Comparative Analysis Across Diseases:
Compare LINC00299's role in breast cancer with its potential functions in other cancer types or diseases.
Identify common and tissue-specific mechanisms of LINC00299 regulation and function.
Assess whether findings in triple-negative breast cancer translate to other aggressive cancer subtypes.
This integrative approach would place LINC00299 research within a systems biology framework, enhancing our understanding of how this lncRNA contributes to complex regulatory networks in health and disease.
Selecting appropriate detection methods for LINC00299 research requires understanding the strengths and limitations of each technique:
Method | Advantages | Limitations | Best Applications |
---|---|---|---|
RT-PCR | High sensitivity, quantitative, relatively low cost, widely accessible | Cannot provide spatial information, susceptible to contamination | Expression quantification, screening studies |
RNA-seq | Comprehensive, captures isoforms, allows novel discovery, unbiased | Higher cost, complex analysis, lower sensitivity for low-abundance transcripts | Transcriptome-wide analysis, isoform discovery |
RNA FISH | Provides spatial information, single-cell resolution, detects subcellular localization | Labor-intensive, requires specialized equipment, lower throughput | Subcellular localization studies, heterogeneity analysis |
Methylation Analysis (e.g., MethyLight ddPCR) | Highly sensitive for epigenetic changes, works with cell-free DNA | Provides no information on expression or function | Biomarker development, early detection studies |
Antibody-based Methods (IF, IHC) | Protein-level detection, spatial information, compatible with FFPE samples | Dependent on antibody specificity, indirect measure of RNA | Protein expression studies, clinical specimens |
For comprehensive characterization of LINC00299, researchers should consider combining multiple approaches. For example, RT-PCR can be used for initial expression screening across samples, followed by RNA FISH for detailed subcellular localization in cells of interest, and methylation analysis for evaluating potential biomarker applications .
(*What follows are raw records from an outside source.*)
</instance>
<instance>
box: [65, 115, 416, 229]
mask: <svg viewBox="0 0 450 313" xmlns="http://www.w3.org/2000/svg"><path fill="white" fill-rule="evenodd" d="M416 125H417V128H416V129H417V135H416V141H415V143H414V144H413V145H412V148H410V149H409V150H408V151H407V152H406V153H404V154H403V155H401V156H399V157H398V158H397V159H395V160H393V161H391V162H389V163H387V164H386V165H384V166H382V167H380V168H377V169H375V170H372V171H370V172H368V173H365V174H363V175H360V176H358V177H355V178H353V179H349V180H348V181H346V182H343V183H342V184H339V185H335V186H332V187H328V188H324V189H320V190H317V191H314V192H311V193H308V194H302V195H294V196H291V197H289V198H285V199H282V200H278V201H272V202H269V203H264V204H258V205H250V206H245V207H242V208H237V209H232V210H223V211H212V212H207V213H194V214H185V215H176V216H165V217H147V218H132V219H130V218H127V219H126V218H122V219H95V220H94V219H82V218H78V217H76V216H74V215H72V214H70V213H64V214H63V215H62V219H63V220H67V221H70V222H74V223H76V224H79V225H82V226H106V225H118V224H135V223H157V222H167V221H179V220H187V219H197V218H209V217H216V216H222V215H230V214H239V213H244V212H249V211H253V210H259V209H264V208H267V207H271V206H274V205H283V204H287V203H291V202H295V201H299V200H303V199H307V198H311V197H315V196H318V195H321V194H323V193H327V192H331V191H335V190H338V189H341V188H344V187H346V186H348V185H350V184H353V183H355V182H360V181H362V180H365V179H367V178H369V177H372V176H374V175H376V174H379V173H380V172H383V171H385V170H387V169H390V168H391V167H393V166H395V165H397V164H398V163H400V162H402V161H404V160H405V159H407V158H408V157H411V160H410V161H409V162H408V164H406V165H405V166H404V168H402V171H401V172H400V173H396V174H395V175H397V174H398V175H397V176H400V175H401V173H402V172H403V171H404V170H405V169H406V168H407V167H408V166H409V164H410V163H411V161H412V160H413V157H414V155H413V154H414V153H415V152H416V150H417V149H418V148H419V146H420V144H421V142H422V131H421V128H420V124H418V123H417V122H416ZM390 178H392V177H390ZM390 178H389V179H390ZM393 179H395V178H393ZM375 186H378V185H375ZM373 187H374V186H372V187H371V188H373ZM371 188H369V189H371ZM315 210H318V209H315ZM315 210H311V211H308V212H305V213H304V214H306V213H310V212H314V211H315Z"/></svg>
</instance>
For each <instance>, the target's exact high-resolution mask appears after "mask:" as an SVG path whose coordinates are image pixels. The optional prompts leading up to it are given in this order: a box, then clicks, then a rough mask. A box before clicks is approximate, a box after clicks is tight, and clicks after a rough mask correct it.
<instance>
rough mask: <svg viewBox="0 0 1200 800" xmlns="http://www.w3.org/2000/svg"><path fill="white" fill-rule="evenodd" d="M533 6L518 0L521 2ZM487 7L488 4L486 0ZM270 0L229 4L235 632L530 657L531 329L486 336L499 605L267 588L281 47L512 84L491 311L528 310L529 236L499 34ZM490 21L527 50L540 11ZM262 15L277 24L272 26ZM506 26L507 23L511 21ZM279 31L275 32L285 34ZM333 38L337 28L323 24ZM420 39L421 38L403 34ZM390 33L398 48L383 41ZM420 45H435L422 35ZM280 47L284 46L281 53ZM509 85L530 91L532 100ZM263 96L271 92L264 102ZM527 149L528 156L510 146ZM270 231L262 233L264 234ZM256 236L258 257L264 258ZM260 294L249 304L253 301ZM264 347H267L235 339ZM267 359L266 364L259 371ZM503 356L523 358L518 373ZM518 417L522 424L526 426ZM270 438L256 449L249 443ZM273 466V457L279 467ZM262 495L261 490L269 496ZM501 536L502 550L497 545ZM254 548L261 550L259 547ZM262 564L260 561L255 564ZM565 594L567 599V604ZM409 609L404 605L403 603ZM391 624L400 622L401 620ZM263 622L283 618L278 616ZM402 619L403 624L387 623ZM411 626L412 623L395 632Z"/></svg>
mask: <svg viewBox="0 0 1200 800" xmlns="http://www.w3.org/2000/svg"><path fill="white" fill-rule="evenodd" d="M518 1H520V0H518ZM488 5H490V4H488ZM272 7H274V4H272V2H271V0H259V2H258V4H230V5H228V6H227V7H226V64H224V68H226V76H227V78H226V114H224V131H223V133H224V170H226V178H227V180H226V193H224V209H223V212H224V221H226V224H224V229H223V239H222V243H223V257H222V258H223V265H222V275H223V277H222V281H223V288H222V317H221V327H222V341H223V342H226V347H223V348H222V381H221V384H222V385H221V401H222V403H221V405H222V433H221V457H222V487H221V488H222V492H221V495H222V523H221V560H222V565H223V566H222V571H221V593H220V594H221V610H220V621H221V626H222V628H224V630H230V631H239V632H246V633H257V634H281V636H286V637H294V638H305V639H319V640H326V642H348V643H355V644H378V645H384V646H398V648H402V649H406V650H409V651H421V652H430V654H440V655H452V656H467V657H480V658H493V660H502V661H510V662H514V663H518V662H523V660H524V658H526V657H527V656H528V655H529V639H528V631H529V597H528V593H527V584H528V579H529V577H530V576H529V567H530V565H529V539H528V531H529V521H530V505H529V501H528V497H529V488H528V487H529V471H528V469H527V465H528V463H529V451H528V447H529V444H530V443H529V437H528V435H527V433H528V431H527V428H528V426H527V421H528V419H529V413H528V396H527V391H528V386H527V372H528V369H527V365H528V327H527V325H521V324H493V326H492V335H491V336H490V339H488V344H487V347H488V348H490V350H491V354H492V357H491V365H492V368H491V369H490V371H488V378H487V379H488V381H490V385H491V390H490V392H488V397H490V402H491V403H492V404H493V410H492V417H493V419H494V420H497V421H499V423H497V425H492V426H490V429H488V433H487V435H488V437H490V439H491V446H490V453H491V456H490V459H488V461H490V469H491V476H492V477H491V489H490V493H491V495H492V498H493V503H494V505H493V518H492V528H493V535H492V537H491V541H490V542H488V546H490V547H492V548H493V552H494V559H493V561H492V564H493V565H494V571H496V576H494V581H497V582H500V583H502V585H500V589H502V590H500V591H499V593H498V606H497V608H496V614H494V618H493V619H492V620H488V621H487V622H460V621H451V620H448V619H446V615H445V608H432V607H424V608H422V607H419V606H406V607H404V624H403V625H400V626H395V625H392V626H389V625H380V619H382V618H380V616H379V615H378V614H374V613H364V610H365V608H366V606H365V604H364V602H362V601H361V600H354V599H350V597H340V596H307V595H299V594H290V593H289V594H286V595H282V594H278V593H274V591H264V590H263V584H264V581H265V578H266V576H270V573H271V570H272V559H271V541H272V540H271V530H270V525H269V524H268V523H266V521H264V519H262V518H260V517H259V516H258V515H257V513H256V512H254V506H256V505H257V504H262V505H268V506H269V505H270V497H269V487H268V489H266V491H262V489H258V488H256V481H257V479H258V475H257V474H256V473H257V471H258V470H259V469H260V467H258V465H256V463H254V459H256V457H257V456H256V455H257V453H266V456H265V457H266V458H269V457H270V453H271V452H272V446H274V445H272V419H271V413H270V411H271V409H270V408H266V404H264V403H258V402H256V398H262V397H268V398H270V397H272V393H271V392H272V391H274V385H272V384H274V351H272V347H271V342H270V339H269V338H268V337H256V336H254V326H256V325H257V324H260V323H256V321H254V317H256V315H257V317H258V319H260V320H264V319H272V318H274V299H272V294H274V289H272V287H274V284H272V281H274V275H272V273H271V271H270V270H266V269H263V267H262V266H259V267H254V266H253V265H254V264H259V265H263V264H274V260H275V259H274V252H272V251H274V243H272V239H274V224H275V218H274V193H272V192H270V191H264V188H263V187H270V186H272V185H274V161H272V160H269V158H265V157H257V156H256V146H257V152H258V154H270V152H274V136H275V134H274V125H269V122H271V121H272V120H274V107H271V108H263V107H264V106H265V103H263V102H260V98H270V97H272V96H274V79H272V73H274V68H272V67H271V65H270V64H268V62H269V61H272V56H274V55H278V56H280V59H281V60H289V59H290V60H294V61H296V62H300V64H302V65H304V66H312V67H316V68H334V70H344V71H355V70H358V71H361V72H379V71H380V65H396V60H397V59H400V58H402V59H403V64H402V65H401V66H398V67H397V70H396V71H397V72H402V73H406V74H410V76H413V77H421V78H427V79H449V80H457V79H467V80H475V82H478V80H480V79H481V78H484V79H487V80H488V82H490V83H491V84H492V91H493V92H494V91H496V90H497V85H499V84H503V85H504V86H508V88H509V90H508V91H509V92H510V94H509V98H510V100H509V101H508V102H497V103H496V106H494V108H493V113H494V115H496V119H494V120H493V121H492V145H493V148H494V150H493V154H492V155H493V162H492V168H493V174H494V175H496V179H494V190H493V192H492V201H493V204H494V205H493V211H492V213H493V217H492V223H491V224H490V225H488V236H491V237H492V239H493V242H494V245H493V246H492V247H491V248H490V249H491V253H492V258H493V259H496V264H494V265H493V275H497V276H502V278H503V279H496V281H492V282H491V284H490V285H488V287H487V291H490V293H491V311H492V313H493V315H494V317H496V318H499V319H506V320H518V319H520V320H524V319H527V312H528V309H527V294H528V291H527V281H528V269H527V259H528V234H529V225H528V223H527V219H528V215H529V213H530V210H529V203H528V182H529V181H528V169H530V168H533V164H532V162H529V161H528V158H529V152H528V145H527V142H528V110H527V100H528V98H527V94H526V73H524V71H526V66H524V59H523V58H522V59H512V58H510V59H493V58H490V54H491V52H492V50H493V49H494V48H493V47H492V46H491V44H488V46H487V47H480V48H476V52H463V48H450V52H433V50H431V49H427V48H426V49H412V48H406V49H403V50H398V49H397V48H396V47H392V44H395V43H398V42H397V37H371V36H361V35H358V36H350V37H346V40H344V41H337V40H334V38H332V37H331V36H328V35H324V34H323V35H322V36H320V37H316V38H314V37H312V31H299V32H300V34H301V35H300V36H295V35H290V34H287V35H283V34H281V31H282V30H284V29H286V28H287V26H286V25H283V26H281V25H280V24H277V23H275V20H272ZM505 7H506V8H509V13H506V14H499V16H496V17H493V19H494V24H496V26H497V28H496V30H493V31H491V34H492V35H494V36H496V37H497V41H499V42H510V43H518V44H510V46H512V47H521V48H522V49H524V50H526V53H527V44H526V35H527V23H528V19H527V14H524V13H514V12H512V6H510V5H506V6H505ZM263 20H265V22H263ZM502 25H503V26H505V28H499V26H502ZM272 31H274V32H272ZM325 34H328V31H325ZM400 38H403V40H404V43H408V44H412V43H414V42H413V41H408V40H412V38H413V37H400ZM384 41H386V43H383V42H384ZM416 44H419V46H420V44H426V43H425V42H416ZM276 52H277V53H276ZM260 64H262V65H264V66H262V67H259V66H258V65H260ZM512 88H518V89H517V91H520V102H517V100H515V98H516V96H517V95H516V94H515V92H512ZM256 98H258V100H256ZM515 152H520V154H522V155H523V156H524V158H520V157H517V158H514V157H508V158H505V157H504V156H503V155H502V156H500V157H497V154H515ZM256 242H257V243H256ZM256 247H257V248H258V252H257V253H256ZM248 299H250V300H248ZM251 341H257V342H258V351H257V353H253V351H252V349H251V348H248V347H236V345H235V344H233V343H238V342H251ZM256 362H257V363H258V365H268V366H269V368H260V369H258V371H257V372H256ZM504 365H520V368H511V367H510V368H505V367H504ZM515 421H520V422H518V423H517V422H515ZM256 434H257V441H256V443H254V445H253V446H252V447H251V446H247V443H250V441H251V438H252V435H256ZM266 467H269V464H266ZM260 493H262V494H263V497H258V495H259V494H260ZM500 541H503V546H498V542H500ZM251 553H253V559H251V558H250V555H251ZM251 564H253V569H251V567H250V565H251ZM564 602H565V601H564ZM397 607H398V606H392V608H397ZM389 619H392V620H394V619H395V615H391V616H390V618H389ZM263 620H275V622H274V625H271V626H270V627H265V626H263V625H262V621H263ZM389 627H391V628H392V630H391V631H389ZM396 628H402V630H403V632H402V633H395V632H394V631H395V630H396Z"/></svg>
Robust experimental design with appropriate controls is essential for generating reliable data on LINC00299:
Cell Line Studies:
Positive controls: Include cell lines with known high LINC00299 expression (e.g., certain breast cancer cell lines based on previous studies).
Negative controls: Include cell lines with minimal LINC00299 expression.
Knockdown validation: Generate LINC00299 knockdown lines to serve as biological negative controls.
Overexpression controls: Generate stable LINC00299 overexpression lines for functional studies.
Tissue Sample Studies:
Technical controls: Include reference gene assays (e.g., GAPDH, β-actin) to normalize for RNA quality and quantity.
Matched controls: Whenever possible, use adjacent non-malignant tissue from the same patient as internal controls.
Age-matched controls: Given the age-dependent associations observed in previous studies , ensure proper age stratification in case-control designs.
Methylation Studies:
Unmethylated controls: Include samples known to have low methylation at the target sites.
Fully methylated controls: Use in vitro methylated DNA as positive controls.
Non-converted DNA controls: Include controls to assess bisulfite conversion efficiency.
Specificity Controls for Antibody-based Studies:
Peptide competition: Pre-incubate antibodies with immunizing peptides to demonstrate specificity.
Isotype controls: Use non-specific IgG from the same species as the primary antibody.
Secondary-only controls: Omit primary antibody to assess background from secondary antibody.
Implementing these comprehensive control strategies will enhance data reliability and facilitate comparison of results across different experimental systems and research groups.